The tapered section of the shim stack is often referred to as the high speed stack. The notion of the high speed stack controlling high speed damping is a widely spread myth.
A tapered stack, straight stack or stiff high speed stack all produce the same damping force curve.
Changing the clamp diameter or high speed stack stiffness clearly changes the damping force.
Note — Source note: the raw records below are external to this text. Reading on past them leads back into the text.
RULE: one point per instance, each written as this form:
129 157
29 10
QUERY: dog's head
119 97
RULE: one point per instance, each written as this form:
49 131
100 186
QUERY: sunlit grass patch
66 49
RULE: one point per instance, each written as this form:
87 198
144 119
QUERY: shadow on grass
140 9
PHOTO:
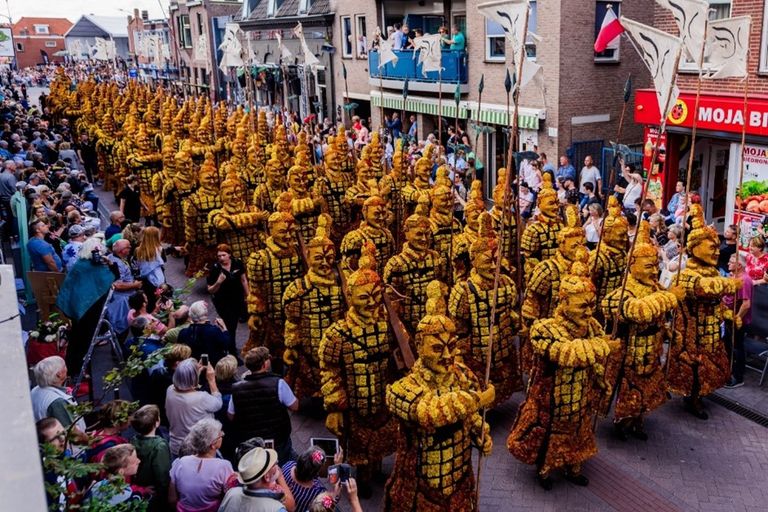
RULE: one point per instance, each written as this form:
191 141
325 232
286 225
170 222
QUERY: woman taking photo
228 285
150 260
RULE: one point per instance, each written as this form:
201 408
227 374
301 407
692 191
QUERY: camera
341 473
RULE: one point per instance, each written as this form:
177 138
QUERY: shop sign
656 179
715 112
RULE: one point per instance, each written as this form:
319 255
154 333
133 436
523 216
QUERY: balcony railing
393 74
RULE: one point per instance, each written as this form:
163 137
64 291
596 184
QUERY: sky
73 9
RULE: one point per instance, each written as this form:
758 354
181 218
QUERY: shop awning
528 118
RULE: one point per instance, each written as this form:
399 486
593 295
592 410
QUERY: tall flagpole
497 276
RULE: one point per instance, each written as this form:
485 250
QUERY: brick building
582 100
39 39
153 59
189 19
720 121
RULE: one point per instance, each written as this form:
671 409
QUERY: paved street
717 465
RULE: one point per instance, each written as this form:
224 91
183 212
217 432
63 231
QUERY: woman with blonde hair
150 260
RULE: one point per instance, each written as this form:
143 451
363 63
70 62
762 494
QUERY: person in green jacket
154 453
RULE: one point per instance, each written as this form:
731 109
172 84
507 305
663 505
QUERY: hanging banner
656 180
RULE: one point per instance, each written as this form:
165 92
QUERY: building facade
198 56
83 34
720 121
577 110
151 48
39 40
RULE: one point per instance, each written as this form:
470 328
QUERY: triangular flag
660 52
691 19
610 31
728 47
309 58
429 51
511 15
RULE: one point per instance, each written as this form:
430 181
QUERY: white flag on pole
231 48
309 58
285 53
691 19
659 52
728 46
386 55
510 14
430 52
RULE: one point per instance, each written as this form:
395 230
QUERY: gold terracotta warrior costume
437 405
504 219
445 227
373 229
539 240
409 272
470 308
235 224
607 265
391 187
311 304
699 363
270 271
462 243
553 428
201 238
641 312
420 187
306 206
355 368
266 194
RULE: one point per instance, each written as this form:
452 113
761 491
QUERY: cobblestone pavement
717 465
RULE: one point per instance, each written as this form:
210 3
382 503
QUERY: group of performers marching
382 305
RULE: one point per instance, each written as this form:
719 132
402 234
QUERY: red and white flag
610 30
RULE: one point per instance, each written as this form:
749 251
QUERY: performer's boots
573 475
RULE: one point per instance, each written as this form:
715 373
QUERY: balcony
392 75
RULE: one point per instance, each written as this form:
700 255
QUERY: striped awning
528 120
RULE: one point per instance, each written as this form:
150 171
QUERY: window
346 37
185 31
495 44
361 39
718 10
494 41
610 54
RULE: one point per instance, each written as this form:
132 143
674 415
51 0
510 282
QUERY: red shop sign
723 113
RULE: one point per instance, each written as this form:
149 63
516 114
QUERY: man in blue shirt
41 254
565 171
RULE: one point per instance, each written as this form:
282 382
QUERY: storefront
716 163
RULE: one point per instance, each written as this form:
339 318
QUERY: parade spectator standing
185 405
204 337
154 454
264 488
590 174
757 260
727 248
565 170
49 398
42 255
260 404
199 480
735 329
228 284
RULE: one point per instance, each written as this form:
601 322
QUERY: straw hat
255 464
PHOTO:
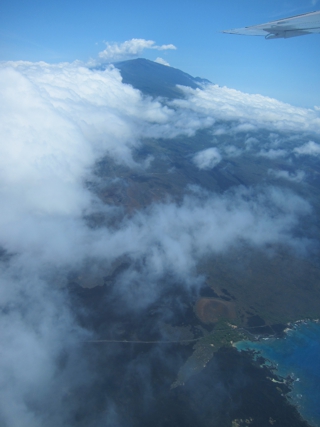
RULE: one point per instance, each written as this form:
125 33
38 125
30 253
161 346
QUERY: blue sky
58 31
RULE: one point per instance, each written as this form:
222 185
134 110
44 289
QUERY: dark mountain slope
156 79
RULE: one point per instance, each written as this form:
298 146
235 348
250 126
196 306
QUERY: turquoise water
298 354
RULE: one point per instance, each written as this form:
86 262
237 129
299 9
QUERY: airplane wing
294 26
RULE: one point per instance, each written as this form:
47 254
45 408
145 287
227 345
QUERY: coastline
280 355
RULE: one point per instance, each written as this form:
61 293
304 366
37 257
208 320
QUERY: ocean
297 355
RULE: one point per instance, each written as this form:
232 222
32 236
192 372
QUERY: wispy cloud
130 49
207 159
310 148
57 122
162 61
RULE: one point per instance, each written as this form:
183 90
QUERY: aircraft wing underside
299 25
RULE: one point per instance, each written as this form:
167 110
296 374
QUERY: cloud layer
57 122
130 49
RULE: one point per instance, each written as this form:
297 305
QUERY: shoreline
281 372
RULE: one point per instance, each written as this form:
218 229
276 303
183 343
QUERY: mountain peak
156 79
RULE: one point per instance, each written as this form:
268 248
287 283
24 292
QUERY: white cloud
207 159
310 148
252 111
162 61
56 122
129 49
296 176
272 153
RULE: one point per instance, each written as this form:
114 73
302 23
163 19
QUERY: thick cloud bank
57 121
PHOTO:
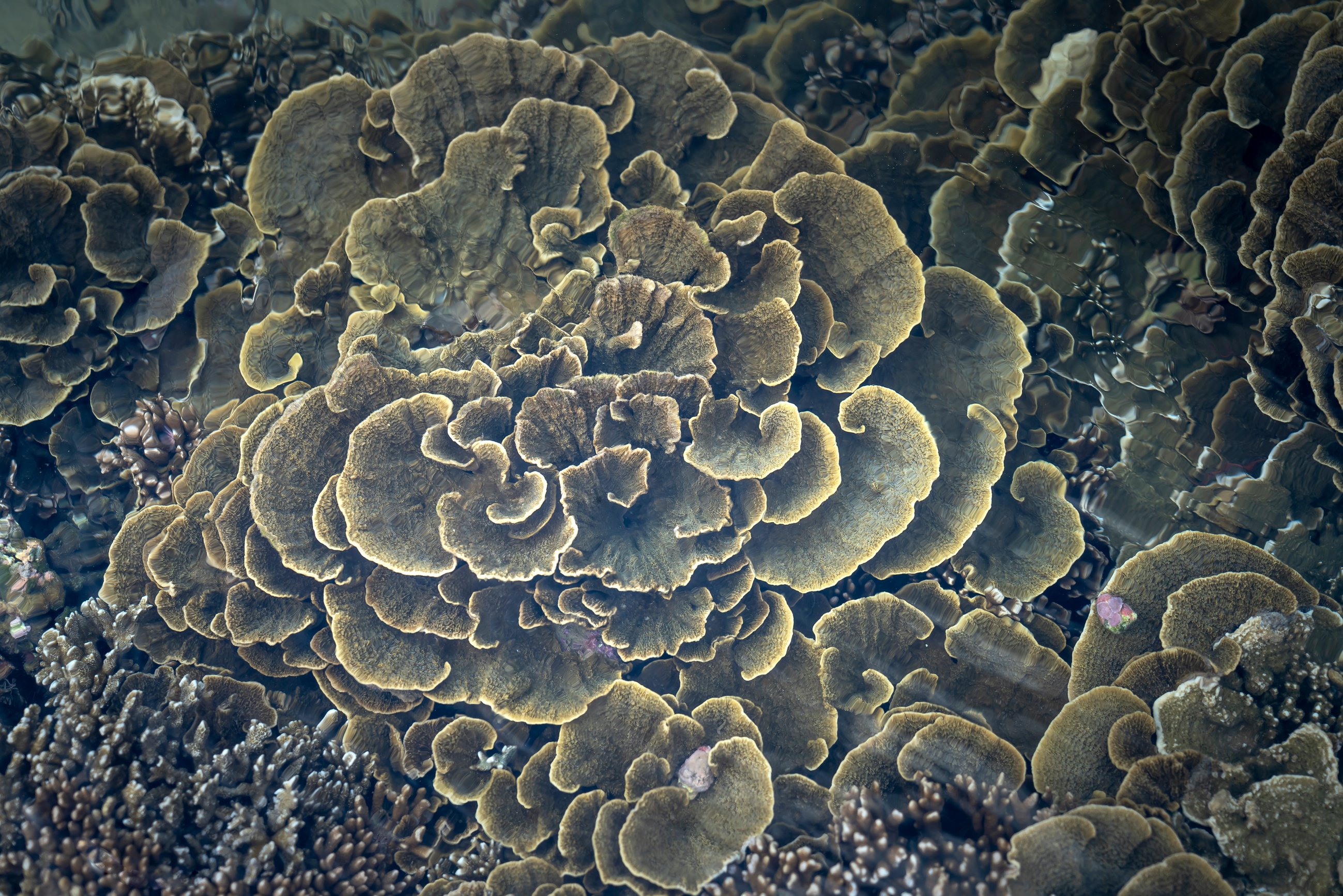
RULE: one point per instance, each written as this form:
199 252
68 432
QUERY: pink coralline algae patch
695 773
1117 614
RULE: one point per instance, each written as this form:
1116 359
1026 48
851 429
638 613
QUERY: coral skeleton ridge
695 446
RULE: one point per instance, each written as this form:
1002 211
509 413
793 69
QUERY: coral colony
695 446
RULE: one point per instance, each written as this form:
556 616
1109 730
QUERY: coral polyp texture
695 446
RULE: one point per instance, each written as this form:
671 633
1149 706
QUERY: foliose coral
185 781
715 445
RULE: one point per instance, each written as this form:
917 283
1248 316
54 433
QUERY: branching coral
123 776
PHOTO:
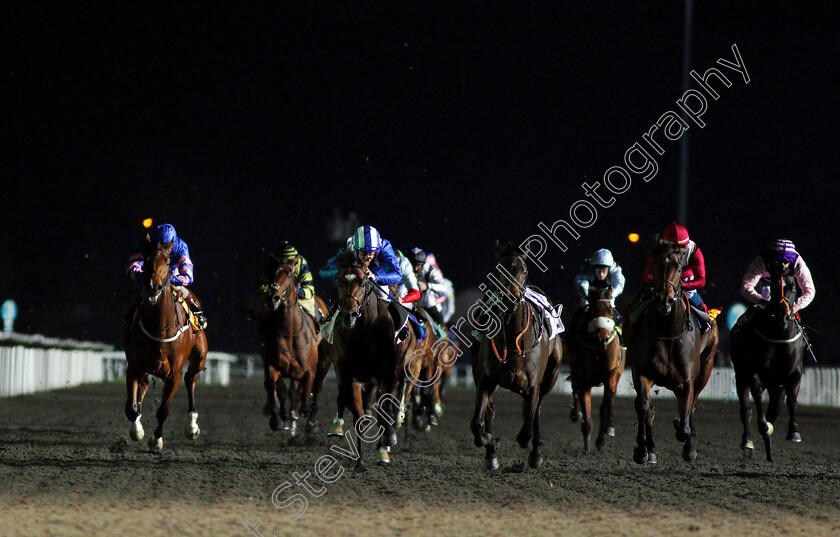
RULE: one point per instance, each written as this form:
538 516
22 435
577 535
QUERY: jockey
600 269
182 269
382 266
303 281
755 285
693 274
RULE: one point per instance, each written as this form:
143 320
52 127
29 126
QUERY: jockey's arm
388 272
617 280
751 277
806 284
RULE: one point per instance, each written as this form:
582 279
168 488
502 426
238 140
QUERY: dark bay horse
518 356
666 348
289 349
767 350
365 350
159 341
596 358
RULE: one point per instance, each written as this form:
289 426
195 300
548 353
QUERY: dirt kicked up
67 468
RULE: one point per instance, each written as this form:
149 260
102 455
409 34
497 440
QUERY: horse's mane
508 249
347 259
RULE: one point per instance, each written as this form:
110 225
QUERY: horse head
782 293
511 269
280 287
156 269
601 324
667 277
354 289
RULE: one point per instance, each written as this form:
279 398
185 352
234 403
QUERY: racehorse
667 349
289 349
159 340
530 369
767 350
365 349
595 358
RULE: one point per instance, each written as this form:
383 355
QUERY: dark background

But, it does not change the shape of the damping force curve or the split between low and high speed damping.
Tapered stacks smooth bend radius
Shock absorbers use tapered shim stacks to supply more support at the shim center and smooth the bend radius on the sharp corner of the shim stack clamp or crossover shim. at the shim stack clamp.
Smoothing the bend radius helps to avoid overstressing the shims which can become permanently bent when pushed beyond the yield strength.
Crossover shim stacks
Crossover shim stacks are the special case where the high speed stack makes a difference. Face shims control low speed damping and the combined high speed stack plus face shim stiffness control high speed damping.
For the straight and stiff high speed stack example above, installing a 20.15 mm crossover shows each stack produces a different damping force curve due to the differences in high speed stack stiffness.
Crossover tuning
However, the crossover diameter in each configurations can be retuned to show the damping force is about the same for all three setups despite the differences in high speed stack stiffness.
The example demonstrates there are often multiple shim stack configurations producing nearly identical damping force curves. The final configuration used is often simply based on the shims on hand at the time the shock was setup.